Afghan mother must leave baby, take integration exam in Iran

A young mother in Dordrecht has been told she has to go back to Afghanistan to apply for an integration test to live in the Netherlands and then go to Iran to actually take and pass the exam, the AD reports.

Friends and family are now campaigning to try and change junior justice minister Fred Teeven’s mind, so mother Toktam, 31, can take the test in the Netherlands itself. Hundreds of people have signed a petition calling for a rethink.

Her husband, toddler son and baby daughter all have Dutch nationality and can stay. ‘The Netherlands wants to send a young mother back to such an unsafe place?’ neighbour Henk Beks, who has been collecting signatures, told the AD. ‘Then you see how low we have sunk.’

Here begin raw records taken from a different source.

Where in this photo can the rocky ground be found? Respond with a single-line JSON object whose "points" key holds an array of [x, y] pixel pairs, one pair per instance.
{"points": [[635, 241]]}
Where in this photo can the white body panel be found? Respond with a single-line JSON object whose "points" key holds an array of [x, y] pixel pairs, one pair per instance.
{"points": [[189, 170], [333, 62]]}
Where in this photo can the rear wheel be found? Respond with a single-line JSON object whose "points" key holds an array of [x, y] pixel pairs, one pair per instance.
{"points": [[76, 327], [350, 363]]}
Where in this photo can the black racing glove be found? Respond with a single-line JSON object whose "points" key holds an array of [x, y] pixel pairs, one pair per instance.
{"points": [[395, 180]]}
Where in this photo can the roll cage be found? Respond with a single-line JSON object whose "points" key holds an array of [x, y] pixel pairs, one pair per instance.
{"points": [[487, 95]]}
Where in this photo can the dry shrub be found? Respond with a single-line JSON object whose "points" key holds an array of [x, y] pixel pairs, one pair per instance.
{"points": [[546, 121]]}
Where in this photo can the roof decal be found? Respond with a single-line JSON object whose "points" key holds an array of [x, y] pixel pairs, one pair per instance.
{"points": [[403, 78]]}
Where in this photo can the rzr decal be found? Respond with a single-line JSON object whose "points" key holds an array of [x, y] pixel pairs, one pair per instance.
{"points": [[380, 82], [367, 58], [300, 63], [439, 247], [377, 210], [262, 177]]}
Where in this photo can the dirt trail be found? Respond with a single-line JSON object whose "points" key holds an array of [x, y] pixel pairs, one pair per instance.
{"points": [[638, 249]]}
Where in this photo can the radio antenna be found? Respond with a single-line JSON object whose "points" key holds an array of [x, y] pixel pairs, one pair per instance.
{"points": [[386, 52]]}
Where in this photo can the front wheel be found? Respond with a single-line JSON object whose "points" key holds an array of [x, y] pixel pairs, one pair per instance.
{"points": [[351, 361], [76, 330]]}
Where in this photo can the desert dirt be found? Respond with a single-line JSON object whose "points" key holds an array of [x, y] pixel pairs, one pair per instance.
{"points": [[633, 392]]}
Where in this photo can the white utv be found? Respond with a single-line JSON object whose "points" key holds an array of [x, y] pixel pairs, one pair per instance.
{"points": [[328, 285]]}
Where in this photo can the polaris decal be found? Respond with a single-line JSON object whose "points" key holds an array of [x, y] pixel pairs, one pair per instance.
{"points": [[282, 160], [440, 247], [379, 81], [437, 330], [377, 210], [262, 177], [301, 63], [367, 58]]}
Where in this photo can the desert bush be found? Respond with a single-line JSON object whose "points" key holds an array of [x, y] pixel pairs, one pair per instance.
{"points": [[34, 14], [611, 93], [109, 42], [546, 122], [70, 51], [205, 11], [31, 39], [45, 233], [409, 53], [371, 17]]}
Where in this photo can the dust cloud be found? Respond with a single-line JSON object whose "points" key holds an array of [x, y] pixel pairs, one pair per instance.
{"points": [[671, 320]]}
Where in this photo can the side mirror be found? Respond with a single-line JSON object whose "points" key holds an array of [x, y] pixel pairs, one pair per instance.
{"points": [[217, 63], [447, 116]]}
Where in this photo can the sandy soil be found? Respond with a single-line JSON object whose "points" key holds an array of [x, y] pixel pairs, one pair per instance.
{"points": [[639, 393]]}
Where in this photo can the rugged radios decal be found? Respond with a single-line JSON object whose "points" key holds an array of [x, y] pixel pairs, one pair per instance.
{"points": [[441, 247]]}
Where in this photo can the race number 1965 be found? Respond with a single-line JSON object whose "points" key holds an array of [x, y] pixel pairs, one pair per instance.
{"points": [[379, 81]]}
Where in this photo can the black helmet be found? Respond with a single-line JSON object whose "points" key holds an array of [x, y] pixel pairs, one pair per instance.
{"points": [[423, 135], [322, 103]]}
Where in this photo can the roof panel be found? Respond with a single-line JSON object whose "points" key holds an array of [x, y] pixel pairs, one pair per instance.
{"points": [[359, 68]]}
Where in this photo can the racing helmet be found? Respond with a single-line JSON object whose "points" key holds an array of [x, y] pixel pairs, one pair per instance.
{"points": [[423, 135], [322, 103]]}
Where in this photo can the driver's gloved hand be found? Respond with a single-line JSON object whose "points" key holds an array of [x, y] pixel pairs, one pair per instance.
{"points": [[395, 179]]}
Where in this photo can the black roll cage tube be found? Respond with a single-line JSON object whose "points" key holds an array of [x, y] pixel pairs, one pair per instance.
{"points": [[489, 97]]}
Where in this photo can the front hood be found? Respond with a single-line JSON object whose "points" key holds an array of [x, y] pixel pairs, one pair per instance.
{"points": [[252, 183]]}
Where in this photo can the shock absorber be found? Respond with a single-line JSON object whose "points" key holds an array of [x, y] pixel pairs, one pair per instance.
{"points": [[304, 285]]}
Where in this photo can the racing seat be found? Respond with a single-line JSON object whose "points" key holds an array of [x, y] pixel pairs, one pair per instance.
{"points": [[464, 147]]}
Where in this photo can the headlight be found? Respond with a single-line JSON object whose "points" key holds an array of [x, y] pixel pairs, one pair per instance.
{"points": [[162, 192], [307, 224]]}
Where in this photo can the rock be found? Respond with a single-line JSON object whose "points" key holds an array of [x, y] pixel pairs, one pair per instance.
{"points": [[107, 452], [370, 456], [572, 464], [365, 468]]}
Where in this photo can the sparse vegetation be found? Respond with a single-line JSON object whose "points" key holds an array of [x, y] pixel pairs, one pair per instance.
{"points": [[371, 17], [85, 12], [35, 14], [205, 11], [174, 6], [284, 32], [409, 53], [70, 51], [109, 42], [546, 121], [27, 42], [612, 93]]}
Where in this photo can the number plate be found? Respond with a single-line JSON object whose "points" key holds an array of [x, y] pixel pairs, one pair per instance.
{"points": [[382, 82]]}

Toktam is not a refugee and came legally to Belgium in 2012 and then moved to the Netherlands with Sharif who earns enough to support the family under Dutch law.

However, because she cannot prove that she lived first with Sharif in Belgium for three months, she has to go back to Afghanistan and start the application process again.

Sharif has now written to king Willem-Alexander urging him to intervene. ‘I can’t take care of my children because I have to work and she can’t take two children to Afghanistan,’ he wrote. ‘Please help us to get out of this difficult situation.’